El chupete: Luces y sombras

El chupete: Luces y sombrasEl chupete es uno de los aditamentos a los cuales estamos muy habituados ya que acompaña a los bebés desde hace muchísimo tiempo. Tanto es así, que actualmente hay quienes defienden su uso alegando que calman a los pequeños y que incluso pueden reducir el riesgo de muerte súbita. Al contrario, hay quienes afirman que el chupete puede afectar el desarrollo del lenguaje y provocar malformaciones en la boca y los clientes. ¿a quién creerle?

Lo cierto es que en la comunidad científica se afirma que el chupete no tiene por qué presentar daños para el desarrollo de los niños siempre que éste se retire a tiempo y se utilice con prudencia.

Un estudio recientemente realizado por investigadores de la Universidad de Washington y publicado en la revista BioMed Central Pediatrics alerta sobre los peligros que implica el uso del chupete más allá del tiempo recomendado. Estos científicos evaluaron niños entre los tres y los cinco años y demostraron que cuando se retrasaba el uso del biberón al menos hasta que el bebé tuviese los nueve meses, también se reducía la probabilidad de que existiesen trastornos de lenguaje en la edad preescolar.

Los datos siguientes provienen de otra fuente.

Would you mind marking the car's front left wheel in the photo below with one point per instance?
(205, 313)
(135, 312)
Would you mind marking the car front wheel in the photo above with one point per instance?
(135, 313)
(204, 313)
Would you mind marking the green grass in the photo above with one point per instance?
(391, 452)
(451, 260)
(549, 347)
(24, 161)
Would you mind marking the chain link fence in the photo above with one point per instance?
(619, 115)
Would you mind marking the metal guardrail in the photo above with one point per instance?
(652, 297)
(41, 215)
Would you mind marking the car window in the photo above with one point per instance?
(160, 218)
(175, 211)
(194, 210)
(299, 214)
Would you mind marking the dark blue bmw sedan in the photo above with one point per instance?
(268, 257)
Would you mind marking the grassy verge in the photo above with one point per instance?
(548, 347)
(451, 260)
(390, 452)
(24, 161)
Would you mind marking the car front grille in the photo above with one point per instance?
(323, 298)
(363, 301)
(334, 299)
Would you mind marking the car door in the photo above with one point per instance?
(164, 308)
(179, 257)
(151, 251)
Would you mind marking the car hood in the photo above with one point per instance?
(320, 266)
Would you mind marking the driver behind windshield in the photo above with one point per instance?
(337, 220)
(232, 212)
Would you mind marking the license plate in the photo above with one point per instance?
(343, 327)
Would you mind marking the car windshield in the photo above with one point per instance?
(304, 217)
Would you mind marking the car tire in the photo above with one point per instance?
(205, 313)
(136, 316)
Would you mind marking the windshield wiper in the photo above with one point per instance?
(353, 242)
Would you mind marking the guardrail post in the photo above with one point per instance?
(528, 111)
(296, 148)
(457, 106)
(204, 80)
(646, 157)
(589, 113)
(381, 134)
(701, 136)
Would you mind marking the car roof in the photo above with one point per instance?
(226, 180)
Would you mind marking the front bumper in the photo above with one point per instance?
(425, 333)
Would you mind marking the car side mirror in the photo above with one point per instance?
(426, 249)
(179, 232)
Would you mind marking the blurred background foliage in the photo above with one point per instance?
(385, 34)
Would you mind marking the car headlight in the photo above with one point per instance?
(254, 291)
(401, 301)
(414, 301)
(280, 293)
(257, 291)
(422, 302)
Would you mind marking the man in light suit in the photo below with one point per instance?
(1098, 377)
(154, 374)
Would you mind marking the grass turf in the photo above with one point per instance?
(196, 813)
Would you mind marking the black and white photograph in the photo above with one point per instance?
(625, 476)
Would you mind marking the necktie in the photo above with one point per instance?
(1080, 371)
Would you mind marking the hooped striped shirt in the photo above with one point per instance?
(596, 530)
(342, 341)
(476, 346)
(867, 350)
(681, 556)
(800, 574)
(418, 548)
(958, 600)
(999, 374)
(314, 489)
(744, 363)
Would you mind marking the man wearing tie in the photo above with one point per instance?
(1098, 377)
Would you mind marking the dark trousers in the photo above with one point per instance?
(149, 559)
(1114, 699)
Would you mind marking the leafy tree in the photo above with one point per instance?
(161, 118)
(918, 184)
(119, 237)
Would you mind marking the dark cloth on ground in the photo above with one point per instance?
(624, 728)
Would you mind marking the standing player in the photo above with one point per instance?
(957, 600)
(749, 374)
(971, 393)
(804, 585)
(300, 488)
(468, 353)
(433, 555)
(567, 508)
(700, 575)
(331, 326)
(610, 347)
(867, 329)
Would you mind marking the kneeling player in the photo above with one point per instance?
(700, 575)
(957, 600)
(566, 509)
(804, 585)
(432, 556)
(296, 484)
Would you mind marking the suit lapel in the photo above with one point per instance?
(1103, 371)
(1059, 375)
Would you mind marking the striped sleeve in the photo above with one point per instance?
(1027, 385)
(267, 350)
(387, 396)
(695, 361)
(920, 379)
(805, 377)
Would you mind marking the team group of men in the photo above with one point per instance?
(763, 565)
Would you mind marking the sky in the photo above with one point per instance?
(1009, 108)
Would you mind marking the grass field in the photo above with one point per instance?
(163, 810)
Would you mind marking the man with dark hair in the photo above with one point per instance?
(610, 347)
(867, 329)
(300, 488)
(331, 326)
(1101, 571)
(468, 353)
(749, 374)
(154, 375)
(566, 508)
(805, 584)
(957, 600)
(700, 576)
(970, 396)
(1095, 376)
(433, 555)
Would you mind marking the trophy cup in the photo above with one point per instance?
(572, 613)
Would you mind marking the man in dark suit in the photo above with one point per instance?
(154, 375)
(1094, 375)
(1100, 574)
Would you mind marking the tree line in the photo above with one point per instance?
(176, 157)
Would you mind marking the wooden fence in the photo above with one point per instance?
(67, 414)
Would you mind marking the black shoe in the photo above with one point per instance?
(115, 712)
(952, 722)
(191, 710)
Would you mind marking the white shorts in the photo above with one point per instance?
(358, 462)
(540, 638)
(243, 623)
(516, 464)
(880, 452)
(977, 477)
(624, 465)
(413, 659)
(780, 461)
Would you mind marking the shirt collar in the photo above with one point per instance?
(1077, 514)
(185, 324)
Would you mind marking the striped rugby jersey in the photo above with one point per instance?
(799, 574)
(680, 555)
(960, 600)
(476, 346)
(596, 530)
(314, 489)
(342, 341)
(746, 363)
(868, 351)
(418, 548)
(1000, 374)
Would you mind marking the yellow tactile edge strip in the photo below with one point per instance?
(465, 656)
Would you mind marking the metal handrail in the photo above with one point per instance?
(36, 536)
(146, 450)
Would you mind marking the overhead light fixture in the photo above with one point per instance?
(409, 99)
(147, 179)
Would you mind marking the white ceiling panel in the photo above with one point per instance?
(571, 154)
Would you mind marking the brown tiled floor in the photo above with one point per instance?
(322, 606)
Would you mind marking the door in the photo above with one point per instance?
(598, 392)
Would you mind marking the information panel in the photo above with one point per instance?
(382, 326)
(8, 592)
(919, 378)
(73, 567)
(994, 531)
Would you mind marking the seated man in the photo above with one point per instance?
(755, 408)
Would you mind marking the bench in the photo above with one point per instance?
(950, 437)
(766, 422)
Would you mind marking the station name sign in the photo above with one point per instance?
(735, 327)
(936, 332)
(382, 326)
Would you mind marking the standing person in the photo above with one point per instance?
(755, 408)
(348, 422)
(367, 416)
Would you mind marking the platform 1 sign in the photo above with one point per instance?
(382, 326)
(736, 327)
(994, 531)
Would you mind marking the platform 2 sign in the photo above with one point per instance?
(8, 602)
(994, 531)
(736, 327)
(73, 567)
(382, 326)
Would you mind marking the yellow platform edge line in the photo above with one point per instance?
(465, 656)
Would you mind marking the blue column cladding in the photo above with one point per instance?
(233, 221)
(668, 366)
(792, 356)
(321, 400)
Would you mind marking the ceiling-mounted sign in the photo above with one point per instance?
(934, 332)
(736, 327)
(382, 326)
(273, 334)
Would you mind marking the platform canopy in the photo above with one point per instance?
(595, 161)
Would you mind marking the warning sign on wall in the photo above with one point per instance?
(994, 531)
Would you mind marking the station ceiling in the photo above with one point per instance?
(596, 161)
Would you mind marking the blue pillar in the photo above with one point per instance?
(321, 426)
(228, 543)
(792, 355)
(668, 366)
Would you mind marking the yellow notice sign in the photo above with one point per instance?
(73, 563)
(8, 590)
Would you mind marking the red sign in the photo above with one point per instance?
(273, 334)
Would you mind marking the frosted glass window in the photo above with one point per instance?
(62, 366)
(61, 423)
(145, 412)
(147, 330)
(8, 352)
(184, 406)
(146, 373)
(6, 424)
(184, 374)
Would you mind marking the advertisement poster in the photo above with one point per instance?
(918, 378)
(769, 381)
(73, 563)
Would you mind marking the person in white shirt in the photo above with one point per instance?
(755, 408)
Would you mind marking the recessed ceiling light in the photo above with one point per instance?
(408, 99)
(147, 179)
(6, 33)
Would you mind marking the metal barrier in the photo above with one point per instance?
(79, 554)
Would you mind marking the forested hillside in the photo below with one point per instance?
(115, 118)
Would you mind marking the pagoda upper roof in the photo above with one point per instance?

A la misma vez, los niños que succionaban sus dedos o que utilizaban el chupete más allá de los tres años eran tres veces más proclives a desarrollar un problema de lenguaje. Obviamente, los problemas del lenguaje se referían a las dificultades para pronunciar algunos sonidos.

Pero… ¿por qué sucede esto?

Los científicos hipotetizan que cuando los niños chupan el dedo o toman el biberón no pueden ejercitar todos los músculos de su cavidad oral; lo cual impide que se desarrolle en su totalidad la capacidad del habla. Al contrario, cuando el niño se ha sometido a la lactancia materna, éste logra desarrollar todos los músculos de la cara, la boca y la lengua; logrando explotar al máximo sus potencialidades para hablar.

Debe reconocerse que realmente el chupete calma al bebé debido a que los niños experimentan una sensación de seguridad relacionada con la succión; así, se siente más relajados y tranquilos cuando tienen el chupete, razón por la cual impedirles esta actividad no es positivo.

El problema estriba en saber cuándo retirarles el chupete. La Asociación Española de Pediatría afirma que ya para el año y medio se debe comenzar a limitar su uso, en el segundo año de vida se debe restringir sólo en algunas situaciones específicas y para los tres años ya debe haberse eliminado del todo.